The competition for "America's Promise Grants" will begin this summer, according to a White House press release. The grants will be funded by the Department of Labor's H-1B visa program, which allows employers to hire nonimmigrant workers in specialty occupations.

Vice President Joe Biden and second lady Jill Biden announced the new grants during an appearance at the Community College of Philadelphia, which created a free community college program last year, in response to Obama's push to make community college free.

Just before his 2015 State of the Union speech, the president unveiled a federal-state partnership grant program called "America's College Promise," to provide support for that vision. It was based on the idea that two free years of college should be a shared responsibility among states, the federal government, and the private sector to envision, design, and fund programs that provide the skills necessary for jobs in high-growth areas, such as manufacturing and health care. Students bear part of the responsibility, too: They're supposed to maintain good grades.

The new grant program is designed to engage employers in identifying the competencies needed for jobs in high demand regionally, and offer chances to build those skills through work-based learning, internships, or paid work experience. The program envisions community colleges teaming up with employers, and also organizations that provide job training

Grants aren't only for new projects; They'll be given to pilot and also to expand partnerships, the White House press release said.

The White House also used Monday's announcement to praise new programs created under the America's College Promise initiative, which is supported with state and federal money. Officials said that at least 27 programs have been created that use $70 million in public and private investments to help 40,000 students attend community college for free.

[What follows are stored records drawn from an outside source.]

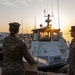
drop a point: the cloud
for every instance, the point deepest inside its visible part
(7, 3)
(23, 2)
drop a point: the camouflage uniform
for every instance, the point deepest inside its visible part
(71, 58)
(14, 49)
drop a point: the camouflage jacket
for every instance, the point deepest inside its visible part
(71, 57)
(14, 49)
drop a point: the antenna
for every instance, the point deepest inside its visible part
(35, 23)
(47, 6)
(58, 13)
(22, 24)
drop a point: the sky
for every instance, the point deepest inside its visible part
(31, 12)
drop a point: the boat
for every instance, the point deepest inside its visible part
(48, 43)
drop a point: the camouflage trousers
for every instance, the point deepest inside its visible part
(70, 70)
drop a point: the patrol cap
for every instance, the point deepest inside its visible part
(14, 25)
(72, 28)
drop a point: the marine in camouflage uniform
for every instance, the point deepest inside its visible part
(71, 58)
(14, 50)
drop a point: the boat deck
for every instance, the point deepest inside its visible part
(40, 73)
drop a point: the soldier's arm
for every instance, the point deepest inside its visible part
(73, 49)
(27, 55)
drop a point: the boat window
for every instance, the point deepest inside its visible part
(55, 36)
(34, 37)
(44, 36)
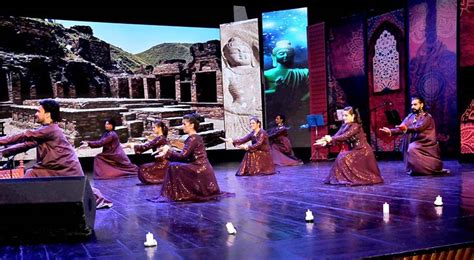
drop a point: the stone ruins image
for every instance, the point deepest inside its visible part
(94, 80)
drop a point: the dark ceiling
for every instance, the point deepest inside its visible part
(202, 16)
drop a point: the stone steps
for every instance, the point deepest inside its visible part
(179, 106)
(128, 116)
(160, 112)
(141, 105)
(177, 121)
(206, 126)
(135, 128)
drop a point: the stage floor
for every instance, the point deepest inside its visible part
(269, 213)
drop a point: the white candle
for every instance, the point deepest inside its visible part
(309, 216)
(438, 201)
(149, 237)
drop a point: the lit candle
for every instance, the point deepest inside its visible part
(309, 216)
(438, 201)
(230, 228)
(150, 241)
(149, 237)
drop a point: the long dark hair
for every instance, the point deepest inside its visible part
(355, 113)
(282, 117)
(193, 119)
(51, 106)
(112, 122)
(256, 121)
(421, 100)
(162, 125)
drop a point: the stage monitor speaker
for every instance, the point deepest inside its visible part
(43, 209)
(393, 117)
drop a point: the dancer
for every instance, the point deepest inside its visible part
(358, 165)
(190, 176)
(257, 160)
(153, 173)
(421, 151)
(112, 162)
(55, 156)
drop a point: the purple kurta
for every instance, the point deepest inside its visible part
(152, 173)
(192, 178)
(280, 147)
(356, 166)
(421, 151)
(257, 160)
(112, 162)
(55, 156)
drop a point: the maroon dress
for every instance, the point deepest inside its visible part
(55, 156)
(112, 162)
(257, 160)
(421, 151)
(190, 176)
(356, 166)
(152, 173)
(280, 147)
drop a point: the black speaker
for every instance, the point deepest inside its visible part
(41, 209)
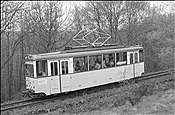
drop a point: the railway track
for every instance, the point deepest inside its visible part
(24, 103)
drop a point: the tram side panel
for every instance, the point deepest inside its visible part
(100, 77)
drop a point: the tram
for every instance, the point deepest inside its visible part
(75, 69)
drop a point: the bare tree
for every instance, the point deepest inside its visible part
(48, 25)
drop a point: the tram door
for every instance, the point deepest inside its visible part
(134, 61)
(65, 70)
(54, 79)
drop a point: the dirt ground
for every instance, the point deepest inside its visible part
(158, 103)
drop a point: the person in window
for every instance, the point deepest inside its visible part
(111, 62)
(83, 67)
(104, 63)
(77, 66)
(97, 65)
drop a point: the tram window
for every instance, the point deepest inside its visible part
(80, 64)
(136, 58)
(121, 58)
(95, 62)
(41, 68)
(29, 71)
(54, 68)
(64, 65)
(131, 58)
(140, 55)
(108, 60)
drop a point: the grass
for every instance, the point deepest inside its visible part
(100, 100)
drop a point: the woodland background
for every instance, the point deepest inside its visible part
(39, 27)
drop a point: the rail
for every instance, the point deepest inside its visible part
(23, 103)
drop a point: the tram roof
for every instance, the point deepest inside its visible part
(82, 52)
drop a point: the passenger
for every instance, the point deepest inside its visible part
(104, 63)
(97, 65)
(111, 63)
(83, 67)
(77, 67)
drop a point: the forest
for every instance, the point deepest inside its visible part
(40, 27)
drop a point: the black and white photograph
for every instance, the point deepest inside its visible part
(87, 57)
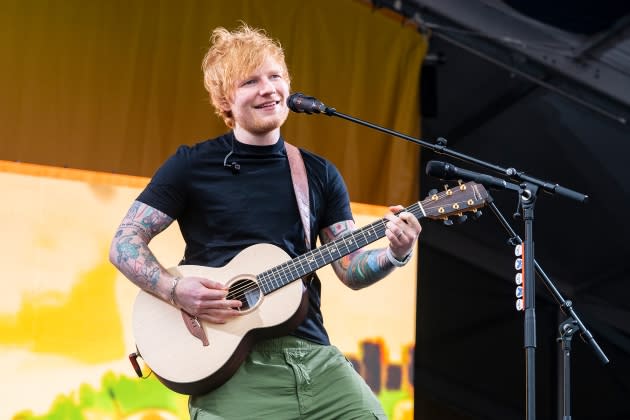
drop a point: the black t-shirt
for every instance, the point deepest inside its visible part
(221, 212)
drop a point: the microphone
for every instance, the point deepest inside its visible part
(298, 102)
(235, 167)
(447, 171)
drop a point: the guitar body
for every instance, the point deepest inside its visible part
(179, 357)
(193, 357)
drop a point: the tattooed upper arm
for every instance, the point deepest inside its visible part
(144, 220)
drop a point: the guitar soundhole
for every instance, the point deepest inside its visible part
(246, 291)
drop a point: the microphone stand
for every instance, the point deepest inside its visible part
(566, 329)
(528, 190)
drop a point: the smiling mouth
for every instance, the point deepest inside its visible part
(267, 104)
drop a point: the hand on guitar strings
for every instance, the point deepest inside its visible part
(402, 230)
(206, 300)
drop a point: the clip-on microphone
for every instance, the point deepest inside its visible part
(233, 166)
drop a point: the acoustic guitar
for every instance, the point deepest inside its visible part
(193, 357)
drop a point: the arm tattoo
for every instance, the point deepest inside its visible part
(360, 268)
(130, 252)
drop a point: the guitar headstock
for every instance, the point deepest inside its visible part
(455, 201)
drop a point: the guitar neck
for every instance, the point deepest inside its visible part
(315, 259)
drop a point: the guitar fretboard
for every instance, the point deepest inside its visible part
(313, 260)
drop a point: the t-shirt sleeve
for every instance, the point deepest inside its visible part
(167, 189)
(337, 198)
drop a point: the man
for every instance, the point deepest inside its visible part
(235, 191)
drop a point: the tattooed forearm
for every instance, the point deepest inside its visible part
(130, 252)
(360, 268)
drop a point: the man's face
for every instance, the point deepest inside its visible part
(259, 102)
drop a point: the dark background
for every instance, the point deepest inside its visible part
(552, 105)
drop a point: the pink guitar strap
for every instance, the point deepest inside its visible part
(300, 186)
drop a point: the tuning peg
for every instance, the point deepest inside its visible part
(461, 219)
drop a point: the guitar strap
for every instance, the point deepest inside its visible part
(300, 186)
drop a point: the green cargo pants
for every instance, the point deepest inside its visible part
(289, 378)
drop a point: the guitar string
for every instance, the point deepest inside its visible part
(267, 277)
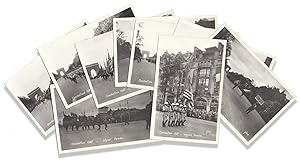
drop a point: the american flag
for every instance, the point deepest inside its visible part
(188, 95)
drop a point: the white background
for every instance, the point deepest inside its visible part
(269, 26)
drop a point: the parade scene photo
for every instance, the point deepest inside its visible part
(252, 95)
(31, 86)
(85, 126)
(204, 21)
(189, 78)
(66, 70)
(97, 57)
(72, 81)
(123, 35)
(143, 56)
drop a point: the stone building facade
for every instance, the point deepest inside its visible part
(201, 75)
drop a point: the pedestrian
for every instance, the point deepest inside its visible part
(251, 108)
(165, 111)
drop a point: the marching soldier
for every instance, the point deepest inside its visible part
(184, 115)
(180, 110)
(170, 114)
(166, 109)
(176, 114)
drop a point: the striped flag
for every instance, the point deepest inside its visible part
(188, 95)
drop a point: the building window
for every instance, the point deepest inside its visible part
(204, 72)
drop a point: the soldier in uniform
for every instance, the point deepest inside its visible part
(170, 114)
(184, 114)
(176, 114)
(180, 110)
(166, 109)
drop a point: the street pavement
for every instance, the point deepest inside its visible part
(192, 129)
(233, 109)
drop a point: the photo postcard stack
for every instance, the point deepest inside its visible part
(124, 80)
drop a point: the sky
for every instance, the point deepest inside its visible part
(139, 101)
(127, 26)
(243, 62)
(95, 49)
(197, 18)
(183, 44)
(61, 52)
(192, 30)
(88, 106)
(150, 29)
(31, 76)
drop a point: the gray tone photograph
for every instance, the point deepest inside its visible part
(61, 58)
(189, 79)
(97, 57)
(86, 127)
(143, 56)
(209, 21)
(123, 37)
(253, 97)
(188, 29)
(31, 88)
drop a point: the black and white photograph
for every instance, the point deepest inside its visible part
(62, 61)
(167, 13)
(85, 127)
(31, 89)
(97, 57)
(188, 29)
(253, 96)
(188, 89)
(123, 37)
(143, 56)
(206, 21)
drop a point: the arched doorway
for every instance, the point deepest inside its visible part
(93, 73)
(36, 97)
(61, 73)
(214, 105)
(201, 103)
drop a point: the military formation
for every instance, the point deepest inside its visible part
(174, 114)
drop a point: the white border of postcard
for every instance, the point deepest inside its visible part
(267, 125)
(129, 84)
(117, 83)
(36, 124)
(53, 78)
(153, 115)
(124, 84)
(57, 134)
(206, 33)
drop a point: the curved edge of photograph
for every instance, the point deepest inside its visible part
(189, 82)
(253, 96)
(30, 87)
(84, 127)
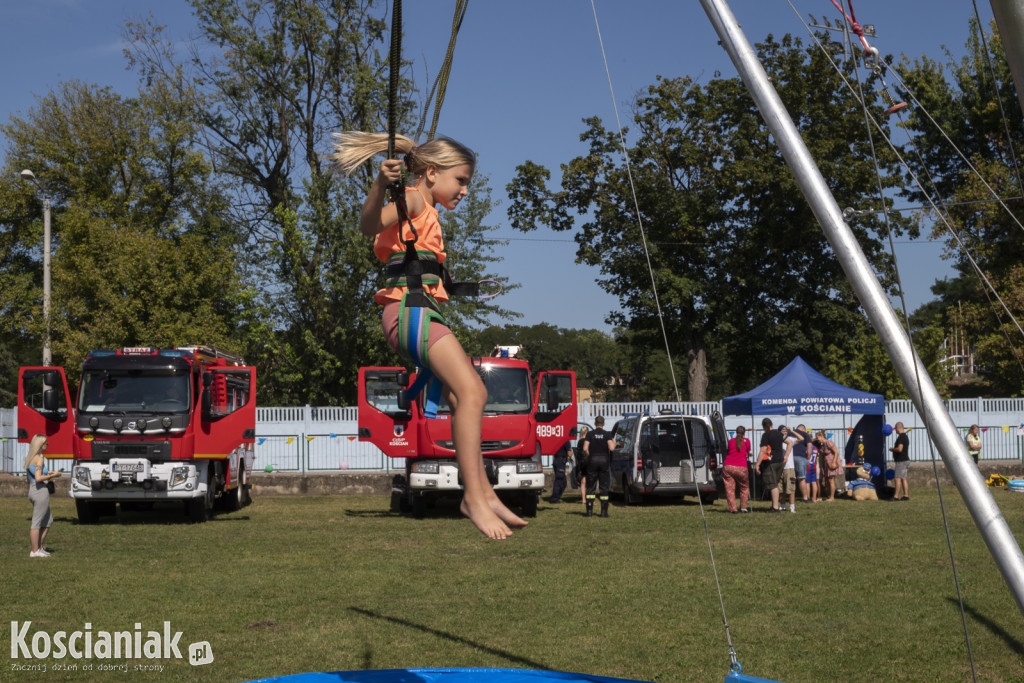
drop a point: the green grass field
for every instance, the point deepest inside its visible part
(838, 592)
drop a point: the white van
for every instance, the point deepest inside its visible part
(668, 454)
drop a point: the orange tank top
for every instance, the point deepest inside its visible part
(429, 238)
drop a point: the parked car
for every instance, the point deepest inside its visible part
(668, 455)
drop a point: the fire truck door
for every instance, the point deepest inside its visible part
(44, 408)
(227, 418)
(381, 421)
(556, 410)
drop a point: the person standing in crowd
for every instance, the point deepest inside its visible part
(558, 465)
(801, 456)
(580, 466)
(812, 473)
(901, 458)
(974, 443)
(787, 485)
(770, 459)
(39, 493)
(735, 470)
(598, 446)
(832, 467)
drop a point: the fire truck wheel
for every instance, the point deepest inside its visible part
(235, 499)
(200, 509)
(245, 487)
(86, 512)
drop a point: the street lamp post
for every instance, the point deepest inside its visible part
(31, 177)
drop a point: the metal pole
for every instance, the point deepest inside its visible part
(985, 512)
(47, 358)
(1010, 19)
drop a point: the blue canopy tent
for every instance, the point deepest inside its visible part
(799, 389)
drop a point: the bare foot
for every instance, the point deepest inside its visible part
(485, 519)
(506, 515)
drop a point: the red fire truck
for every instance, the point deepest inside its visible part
(148, 425)
(520, 424)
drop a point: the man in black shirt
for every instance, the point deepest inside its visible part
(771, 460)
(901, 460)
(598, 446)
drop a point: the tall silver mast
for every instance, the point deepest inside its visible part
(979, 501)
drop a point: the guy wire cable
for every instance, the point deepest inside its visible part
(636, 207)
(906, 327)
(916, 180)
(734, 665)
(998, 100)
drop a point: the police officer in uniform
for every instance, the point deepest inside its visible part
(598, 446)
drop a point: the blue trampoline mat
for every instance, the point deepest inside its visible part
(442, 676)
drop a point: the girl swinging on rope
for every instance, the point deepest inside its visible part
(441, 169)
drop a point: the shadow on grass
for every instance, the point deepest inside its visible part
(515, 658)
(993, 628)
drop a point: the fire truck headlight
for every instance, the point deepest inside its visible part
(426, 468)
(179, 475)
(82, 476)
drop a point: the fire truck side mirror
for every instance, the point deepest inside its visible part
(50, 402)
(206, 397)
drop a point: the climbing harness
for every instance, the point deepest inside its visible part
(413, 267)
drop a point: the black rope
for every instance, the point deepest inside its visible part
(440, 82)
(396, 188)
(395, 71)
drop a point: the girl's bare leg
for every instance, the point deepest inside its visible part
(467, 395)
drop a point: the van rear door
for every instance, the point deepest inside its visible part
(649, 453)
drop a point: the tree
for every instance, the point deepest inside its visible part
(965, 165)
(142, 253)
(744, 278)
(278, 80)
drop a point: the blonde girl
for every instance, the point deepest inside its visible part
(829, 463)
(440, 170)
(39, 494)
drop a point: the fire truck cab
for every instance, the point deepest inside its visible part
(521, 423)
(147, 425)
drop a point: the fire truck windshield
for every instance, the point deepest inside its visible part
(508, 391)
(128, 391)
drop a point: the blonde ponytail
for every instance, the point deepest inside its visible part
(352, 148)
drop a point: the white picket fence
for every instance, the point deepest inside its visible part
(323, 439)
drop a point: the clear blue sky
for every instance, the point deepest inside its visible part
(524, 75)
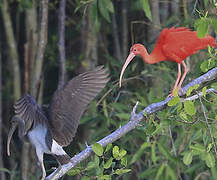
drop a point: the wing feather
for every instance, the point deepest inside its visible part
(28, 110)
(69, 103)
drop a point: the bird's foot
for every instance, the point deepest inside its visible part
(43, 177)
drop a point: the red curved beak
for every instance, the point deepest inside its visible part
(10, 134)
(129, 59)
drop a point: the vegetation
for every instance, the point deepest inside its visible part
(178, 142)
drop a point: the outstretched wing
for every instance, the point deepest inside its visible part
(29, 112)
(163, 38)
(69, 103)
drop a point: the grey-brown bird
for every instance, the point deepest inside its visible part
(50, 133)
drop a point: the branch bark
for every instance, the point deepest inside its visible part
(12, 49)
(2, 174)
(133, 123)
(61, 43)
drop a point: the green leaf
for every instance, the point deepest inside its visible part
(90, 165)
(187, 159)
(214, 172)
(108, 163)
(189, 108)
(108, 147)
(115, 152)
(190, 89)
(183, 116)
(174, 101)
(122, 171)
(140, 152)
(74, 171)
(103, 9)
(94, 16)
(214, 85)
(153, 154)
(214, 23)
(207, 65)
(146, 8)
(160, 171)
(109, 6)
(124, 161)
(104, 177)
(204, 91)
(5, 170)
(170, 172)
(166, 153)
(97, 149)
(85, 178)
(197, 149)
(202, 27)
(122, 153)
(210, 160)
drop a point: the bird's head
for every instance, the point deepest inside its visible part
(14, 125)
(135, 50)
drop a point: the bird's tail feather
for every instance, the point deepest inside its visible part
(63, 159)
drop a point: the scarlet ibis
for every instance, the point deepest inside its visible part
(173, 44)
(49, 134)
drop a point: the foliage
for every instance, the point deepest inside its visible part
(179, 141)
(106, 164)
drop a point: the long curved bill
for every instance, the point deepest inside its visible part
(10, 134)
(129, 59)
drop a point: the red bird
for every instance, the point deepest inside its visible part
(173, 44)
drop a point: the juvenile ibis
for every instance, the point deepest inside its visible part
(50, 133)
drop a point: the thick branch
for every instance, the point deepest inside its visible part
(134, 121)
(61, 44)
(13, 53)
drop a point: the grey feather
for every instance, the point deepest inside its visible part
(69, 103)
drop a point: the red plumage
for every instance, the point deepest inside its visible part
(173, 44)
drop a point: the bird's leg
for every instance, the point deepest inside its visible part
(186, 69)
(40, 159)
(177, 80)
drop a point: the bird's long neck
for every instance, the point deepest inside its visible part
(152, 58)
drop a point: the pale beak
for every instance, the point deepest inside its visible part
(10, 134)
(129, 59)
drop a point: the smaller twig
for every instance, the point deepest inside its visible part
(172, 141)
(208, 125)
(114, 86)
(198, 95)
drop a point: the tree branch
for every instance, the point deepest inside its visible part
(41, 48)
(61, 43)
(133, 123)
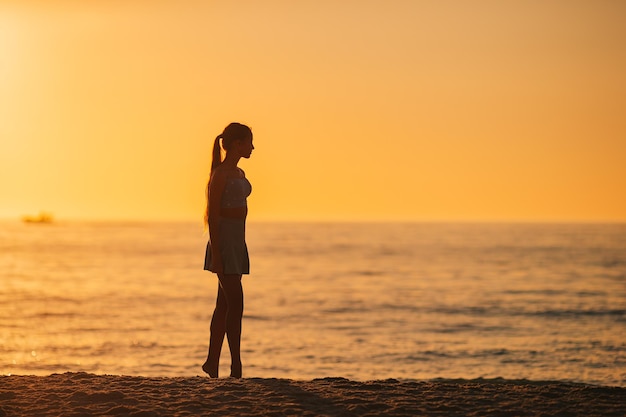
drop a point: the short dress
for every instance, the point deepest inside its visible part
(232, 232)
(233, 248)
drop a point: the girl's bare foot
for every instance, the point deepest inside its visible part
(235, 370)
(211, 370)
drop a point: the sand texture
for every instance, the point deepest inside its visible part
(82, 394)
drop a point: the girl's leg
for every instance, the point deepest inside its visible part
(231, 285)
(218, 329)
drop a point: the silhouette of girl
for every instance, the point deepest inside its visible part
(226, 252)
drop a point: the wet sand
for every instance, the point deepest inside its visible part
(83, 394)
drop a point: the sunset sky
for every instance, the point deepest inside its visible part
(443, 110)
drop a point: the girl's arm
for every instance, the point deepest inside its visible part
(216, 189)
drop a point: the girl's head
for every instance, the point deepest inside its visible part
(234, 135)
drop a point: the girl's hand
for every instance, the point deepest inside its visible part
(216, 264)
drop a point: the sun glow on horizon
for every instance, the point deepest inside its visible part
(360, 110)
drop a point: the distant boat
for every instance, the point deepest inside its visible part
(40, 218)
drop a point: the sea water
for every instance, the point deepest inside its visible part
(361, 301)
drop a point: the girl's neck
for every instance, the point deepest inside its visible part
(231, 161)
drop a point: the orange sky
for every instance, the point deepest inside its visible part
(362, 110)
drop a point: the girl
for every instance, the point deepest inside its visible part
(226, 252)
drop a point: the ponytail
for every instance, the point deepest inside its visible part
(232, 132)
(217, 153)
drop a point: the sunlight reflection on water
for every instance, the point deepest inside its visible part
(362, 301)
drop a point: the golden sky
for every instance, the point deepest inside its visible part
(362, 110)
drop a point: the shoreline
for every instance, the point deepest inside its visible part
(84, 394)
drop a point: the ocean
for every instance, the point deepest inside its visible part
(356, 300)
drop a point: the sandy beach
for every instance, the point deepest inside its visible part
(83, 394)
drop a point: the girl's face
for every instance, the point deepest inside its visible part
(245, 147)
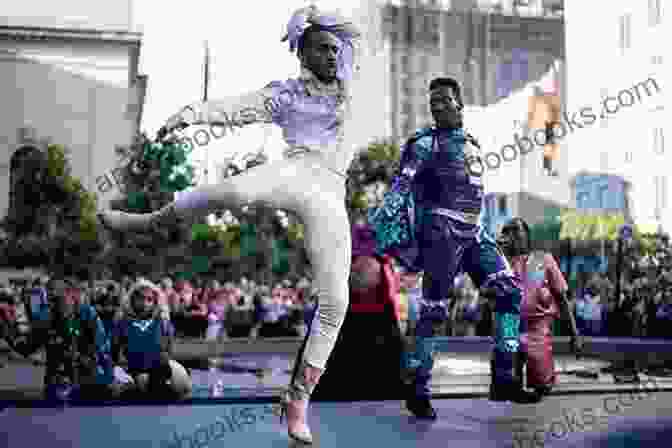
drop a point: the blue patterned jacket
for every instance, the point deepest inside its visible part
(398, 221)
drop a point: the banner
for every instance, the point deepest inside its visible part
(577, 225)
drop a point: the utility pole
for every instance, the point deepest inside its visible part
(206, 86)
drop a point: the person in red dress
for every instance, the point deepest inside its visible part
(544, 298)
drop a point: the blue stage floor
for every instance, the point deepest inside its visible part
(462, 423)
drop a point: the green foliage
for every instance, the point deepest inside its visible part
(57, 161)
(377, 163)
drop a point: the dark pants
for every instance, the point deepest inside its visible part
(364, 364)
(450, 248)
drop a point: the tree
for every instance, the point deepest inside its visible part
(63, 235)
(369, 176)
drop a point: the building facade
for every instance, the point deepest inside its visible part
(72, 81)
(509, 57)
(626, 91)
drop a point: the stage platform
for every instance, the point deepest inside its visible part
(585, 420)
(581, 412)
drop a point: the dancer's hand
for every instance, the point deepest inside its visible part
(576, 343)
(185, 117)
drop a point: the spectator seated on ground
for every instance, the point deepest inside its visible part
(217, 311)
(75, 358)
(589, 311)
(147, 341)
(366, 361)
(662, 327)
(240, 315)
(184, 293)
(274, 318)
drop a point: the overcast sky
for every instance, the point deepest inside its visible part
(246, 54)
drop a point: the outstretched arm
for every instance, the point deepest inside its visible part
(228, 113)
(412, 158)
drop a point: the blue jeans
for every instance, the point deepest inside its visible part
(450, 248)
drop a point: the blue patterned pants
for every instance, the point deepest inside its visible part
(450, 248)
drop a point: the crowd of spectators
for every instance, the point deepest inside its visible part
(199, 309)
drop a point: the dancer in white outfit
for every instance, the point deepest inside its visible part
(309, 180)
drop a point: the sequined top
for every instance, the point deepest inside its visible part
(539, 288)
(311, 114)
(445, 182)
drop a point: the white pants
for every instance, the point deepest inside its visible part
(306, 187)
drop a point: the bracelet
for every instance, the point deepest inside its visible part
(190, 108)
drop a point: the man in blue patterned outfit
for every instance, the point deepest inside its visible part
(439, 179)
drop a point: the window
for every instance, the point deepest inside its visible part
(660, 183)
(604, 196)
(604, 161)
(655, 12)
(582, 200)
(658, 141)
(625, 31)
(502, 206)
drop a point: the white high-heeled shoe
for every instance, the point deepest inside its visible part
(294, 403)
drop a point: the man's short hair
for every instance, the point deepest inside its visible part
(448, 82)
(305, 37)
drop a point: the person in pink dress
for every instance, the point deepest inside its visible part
(544, 298)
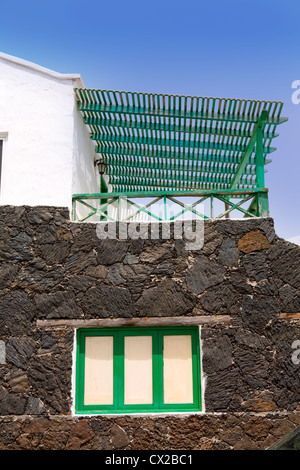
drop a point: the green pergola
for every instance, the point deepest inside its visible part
(168, 146)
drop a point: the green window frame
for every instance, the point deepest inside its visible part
(118, 405)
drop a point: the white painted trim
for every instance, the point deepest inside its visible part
(40, 69)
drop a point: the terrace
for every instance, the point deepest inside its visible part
(166, 157)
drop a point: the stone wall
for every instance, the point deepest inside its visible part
(54, 273)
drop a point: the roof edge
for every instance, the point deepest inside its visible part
(40, 69)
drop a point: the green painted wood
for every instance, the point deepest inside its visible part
(188, 128)
(249, 150)
(103, 108)
(118, 335)
(171, 142)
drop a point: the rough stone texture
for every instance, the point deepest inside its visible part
(51, 268)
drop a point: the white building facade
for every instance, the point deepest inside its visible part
(47, 154)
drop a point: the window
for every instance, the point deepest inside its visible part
(120, 370)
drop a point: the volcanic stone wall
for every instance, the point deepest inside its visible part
(243, 286)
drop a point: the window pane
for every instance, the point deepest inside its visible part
(178, 371)
(98, 385)
(138, 370)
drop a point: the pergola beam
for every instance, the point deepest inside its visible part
(197, 144)
(175, 113)
(249, 149)
(186, 128)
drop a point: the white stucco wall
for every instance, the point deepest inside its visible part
(47, 152)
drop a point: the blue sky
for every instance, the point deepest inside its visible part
(221, 48)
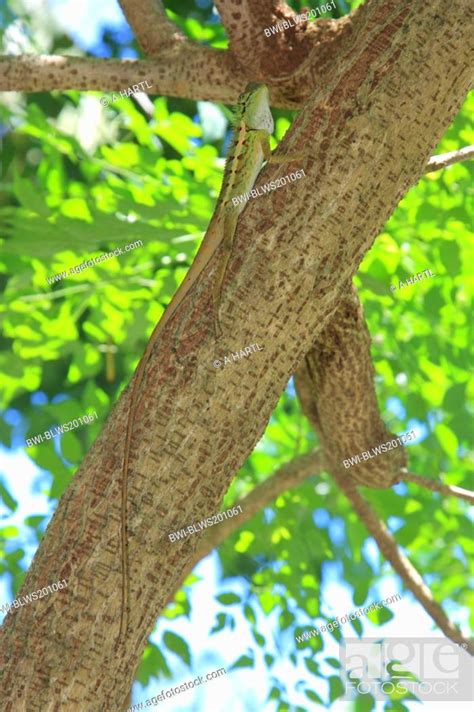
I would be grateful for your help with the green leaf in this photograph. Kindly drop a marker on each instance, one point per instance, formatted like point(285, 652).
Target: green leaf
point(243, 661)
point(447, 440)
point(177, 645)
point(228, 599)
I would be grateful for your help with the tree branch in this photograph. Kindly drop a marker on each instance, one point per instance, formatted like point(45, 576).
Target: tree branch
point(196, 425)
point(436, 486)
point(151, 25)
point(447, 159)
point(336, 388)
point(290, 475)
point(181, 68)
point(405, 569)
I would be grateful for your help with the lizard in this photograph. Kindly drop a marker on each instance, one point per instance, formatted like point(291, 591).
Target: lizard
point(249, 149)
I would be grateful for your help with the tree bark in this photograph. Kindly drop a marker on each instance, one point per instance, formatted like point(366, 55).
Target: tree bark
point(369, 133)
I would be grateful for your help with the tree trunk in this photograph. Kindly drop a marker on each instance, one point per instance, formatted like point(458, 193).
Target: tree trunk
point(368, 136)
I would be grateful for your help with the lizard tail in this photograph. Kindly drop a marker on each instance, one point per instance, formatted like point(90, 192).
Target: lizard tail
point(125, 603)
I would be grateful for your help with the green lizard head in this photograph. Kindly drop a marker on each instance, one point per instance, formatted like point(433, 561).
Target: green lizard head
point(254, 107)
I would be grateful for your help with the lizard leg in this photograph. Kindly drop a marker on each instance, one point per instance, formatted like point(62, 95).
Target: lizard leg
point(230, 224)
point(270, 157)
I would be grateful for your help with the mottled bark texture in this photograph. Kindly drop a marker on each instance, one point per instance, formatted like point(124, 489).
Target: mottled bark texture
point(290, 475)
point(402, 565)
point(368, 132)
point(187, 69)
point(335, 386)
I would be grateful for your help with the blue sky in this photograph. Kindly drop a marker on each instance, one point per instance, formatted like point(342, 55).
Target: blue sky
point(243, 690)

Programs differ from place to place, but the White House highlighted key elements of successful programs:

  • Requiring students to be enrolled in community college fulltime, or at least part-time, to maximize credit accrual and keep up their momentum for completion.
  • Requiring participating students to maintain a minimum grade-point average in college. (Students in the America's College Promise programs must maintain a 2.5 GPA.) Some of the programs also require students to be enrolled at least part-time, to promote credit accumulation and keep up momentum for program completion.
  • Requiring community colleges to ensure that the credits students earn will transfer to four-year programs.
  • Requiring students to complete the Free Application for Federal Student Aid, or FAFSA. Four in 10 community college students don't complete the FAFSA, even though they stand to quality for support.